Britain: relief in the Old Dart at the fall in inflation in May to an annual 3.4% from 3.7% in the year to April. It vindicated the Bank of England’s calmness when the surge in April was revealed and is being driven by the former government restoring the VAT to its 17.5% rate. Will next week’s cuts and taxes push it up again? The news again undermines all those inflationists who chant, “we’ll be rooned” at every poor or average short-term number. By the way, US import prices fell 0.6% in May and export prices rose 0.6%. No inflation worries there, as we will find tonight with the PPI and tomorrow night with the CPI, both for May. There might even be a bit more deflation in the US figures, which will set the chorus off again: “we’ll be rooned”.
US: Wall Street ignored a nasty warning in the quarterly figures for Best Buy, the country’s biggest electricals retailer. Yes, the shares did fall 6%, but investors didn’t wonder what the result means for the sector. The result was for the quarter ended May 29, which is the first two months of the current second quarter for most US retailers. The bottom line was that Best Buy didn’t star profit-wise. In the quarter ended May 29, net profit from US and international sales rose to $US155 million, from $US153 million, on sales that rose 7.9% to $US10.8 billion (for the US and offshore), while same store sales rose 2.8%. However, that was boosted by a stronger offshore performance where sales were up 11% (and about 30% in China) US sales were up just 5% and same store sales by 1.9%. The message from this result is that US retailing is not looking good and the outlook is for more of the same, with unemployment high, consumer borrowings falling and spending concentrated on food and other necessities.

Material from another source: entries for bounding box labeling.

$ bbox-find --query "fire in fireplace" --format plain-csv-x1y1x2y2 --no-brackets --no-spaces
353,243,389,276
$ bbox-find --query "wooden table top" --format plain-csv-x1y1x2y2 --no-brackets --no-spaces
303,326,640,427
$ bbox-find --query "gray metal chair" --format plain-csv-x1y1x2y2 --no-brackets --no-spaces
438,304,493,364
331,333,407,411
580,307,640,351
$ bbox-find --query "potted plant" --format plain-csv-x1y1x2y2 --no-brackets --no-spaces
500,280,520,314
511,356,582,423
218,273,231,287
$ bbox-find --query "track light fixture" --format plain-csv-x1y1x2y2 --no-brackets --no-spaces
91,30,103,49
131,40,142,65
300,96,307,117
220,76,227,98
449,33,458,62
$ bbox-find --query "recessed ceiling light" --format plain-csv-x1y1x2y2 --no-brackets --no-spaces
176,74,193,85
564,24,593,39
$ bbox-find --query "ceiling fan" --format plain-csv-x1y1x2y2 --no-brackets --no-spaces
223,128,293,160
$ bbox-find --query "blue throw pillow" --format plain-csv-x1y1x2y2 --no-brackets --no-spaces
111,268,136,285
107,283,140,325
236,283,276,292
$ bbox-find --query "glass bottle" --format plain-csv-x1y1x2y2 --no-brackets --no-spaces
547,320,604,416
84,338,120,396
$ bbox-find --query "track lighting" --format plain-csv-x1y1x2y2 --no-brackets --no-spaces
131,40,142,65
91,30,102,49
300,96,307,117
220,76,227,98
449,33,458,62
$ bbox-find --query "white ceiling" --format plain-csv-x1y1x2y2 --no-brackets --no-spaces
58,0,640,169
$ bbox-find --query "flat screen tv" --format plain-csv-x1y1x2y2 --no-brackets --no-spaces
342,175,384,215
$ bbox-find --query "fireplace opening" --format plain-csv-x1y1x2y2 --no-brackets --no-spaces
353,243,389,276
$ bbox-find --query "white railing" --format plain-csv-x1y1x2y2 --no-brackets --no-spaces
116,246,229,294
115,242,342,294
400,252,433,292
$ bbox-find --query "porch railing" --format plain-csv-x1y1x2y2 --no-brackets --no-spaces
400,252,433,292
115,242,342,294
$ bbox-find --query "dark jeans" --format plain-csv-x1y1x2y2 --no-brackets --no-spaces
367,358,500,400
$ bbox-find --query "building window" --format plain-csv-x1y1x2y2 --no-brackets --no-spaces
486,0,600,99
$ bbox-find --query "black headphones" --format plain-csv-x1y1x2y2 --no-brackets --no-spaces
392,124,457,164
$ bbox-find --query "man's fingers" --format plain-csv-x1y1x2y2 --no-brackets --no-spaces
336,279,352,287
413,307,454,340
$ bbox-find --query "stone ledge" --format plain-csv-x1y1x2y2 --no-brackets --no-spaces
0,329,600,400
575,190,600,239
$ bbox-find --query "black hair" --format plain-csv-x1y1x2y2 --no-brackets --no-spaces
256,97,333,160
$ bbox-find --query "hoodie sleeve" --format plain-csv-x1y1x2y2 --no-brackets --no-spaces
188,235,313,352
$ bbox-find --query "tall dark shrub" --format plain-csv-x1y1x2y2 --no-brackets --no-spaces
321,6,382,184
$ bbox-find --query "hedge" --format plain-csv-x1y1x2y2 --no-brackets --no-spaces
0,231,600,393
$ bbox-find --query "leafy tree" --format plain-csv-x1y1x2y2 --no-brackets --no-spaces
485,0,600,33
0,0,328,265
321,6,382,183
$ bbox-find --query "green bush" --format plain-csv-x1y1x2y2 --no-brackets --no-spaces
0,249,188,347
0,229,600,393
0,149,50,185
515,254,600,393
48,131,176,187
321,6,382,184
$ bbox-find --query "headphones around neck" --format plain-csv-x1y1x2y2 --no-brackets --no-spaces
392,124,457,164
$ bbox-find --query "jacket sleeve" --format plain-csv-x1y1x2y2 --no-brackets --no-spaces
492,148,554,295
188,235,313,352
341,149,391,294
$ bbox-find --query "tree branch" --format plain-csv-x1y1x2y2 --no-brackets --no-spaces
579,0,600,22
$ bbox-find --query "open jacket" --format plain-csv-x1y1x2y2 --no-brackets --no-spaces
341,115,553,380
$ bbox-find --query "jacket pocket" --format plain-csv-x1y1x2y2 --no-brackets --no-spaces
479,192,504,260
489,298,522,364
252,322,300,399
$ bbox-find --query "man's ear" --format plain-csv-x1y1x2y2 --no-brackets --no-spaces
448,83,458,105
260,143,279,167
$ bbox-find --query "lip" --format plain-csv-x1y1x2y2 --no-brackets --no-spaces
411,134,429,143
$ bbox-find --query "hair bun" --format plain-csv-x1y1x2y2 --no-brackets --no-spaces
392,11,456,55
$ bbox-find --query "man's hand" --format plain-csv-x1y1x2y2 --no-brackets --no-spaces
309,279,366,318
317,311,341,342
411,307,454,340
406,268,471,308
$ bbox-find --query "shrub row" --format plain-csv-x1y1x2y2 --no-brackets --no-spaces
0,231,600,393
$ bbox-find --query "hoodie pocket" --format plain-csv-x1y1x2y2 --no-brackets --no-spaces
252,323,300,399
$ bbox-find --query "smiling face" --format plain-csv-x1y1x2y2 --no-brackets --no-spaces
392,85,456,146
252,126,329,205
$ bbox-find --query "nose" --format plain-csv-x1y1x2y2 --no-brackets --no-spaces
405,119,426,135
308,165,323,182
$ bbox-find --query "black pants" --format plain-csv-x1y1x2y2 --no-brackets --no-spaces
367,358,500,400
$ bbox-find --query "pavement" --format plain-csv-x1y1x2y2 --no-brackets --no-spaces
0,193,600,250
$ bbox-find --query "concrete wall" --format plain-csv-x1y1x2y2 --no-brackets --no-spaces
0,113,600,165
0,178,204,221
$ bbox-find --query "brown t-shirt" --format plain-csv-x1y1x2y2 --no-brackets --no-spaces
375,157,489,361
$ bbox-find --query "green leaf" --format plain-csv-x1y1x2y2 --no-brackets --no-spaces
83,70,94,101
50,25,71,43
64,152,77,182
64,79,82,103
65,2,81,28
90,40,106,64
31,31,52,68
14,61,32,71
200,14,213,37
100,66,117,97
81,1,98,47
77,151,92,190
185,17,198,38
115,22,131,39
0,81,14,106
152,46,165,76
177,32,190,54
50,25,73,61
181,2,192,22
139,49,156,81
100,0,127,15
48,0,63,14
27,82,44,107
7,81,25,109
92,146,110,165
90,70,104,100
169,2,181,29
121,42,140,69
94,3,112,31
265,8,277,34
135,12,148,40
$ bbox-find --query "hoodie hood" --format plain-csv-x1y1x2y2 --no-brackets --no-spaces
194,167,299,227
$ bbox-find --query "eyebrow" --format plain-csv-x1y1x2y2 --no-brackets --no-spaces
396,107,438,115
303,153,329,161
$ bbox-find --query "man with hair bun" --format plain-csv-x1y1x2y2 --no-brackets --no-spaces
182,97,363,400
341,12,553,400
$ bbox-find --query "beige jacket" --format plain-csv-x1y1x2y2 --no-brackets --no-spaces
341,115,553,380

Cars: the world is in a car boom, sort of, even in the US. Thanks to rising sales in China, India and Brazil, global new car sales are expected to rise 7% this year to 68 million units despite an expected 10% slide in Europe. A study overnight from AlixPartners research group predicts US sales will be up 12% this year and Chinese sales will reach a huge 20 million within the next five years. Now it will take an awful lot of iron ore, coal, energy and other commodities from Australia and elsewhere to produce that many. The study predicts world sales will hit 87 million units a year by 2014. Now that will also be a very, very large carbon footprint.
US debt: guess who’s back buying US government and agency debt? China, of course. Remember all those wise sages last year who opined that America was in trouble as China looked like it was diversifying its holdings (for its obscenely large $US2.4 trillion of foreign reserves)? China’s purchases of gold set off a similar rush of guff. Europeans and others preened as they claimed the Chinese favoured them instead of the greenback.
Debt too: well, guess who’s had the last laugh? At the first sign of the euro’s weakness and Europe’s problems this year, back went the Chinese into the US government debt market. Figures out overnight showed that China’s $US5 billion of purchases in April pushed its direct holdings of government and agency debt past the $US900 billion mark for the first time since last September. Japan, the UK and oil exporting nations such as Venezuela, Iraq, Iran and Saudi Arabia also boosted their holdings. All in all foreign holdings of US bonds and notes rose $US76 billion in April. And China’s figures, in particular, are direct holdings and don’t include the tens of billions held out of London and other financial centres by its agent banks. It was the second monthly increase for China in a row.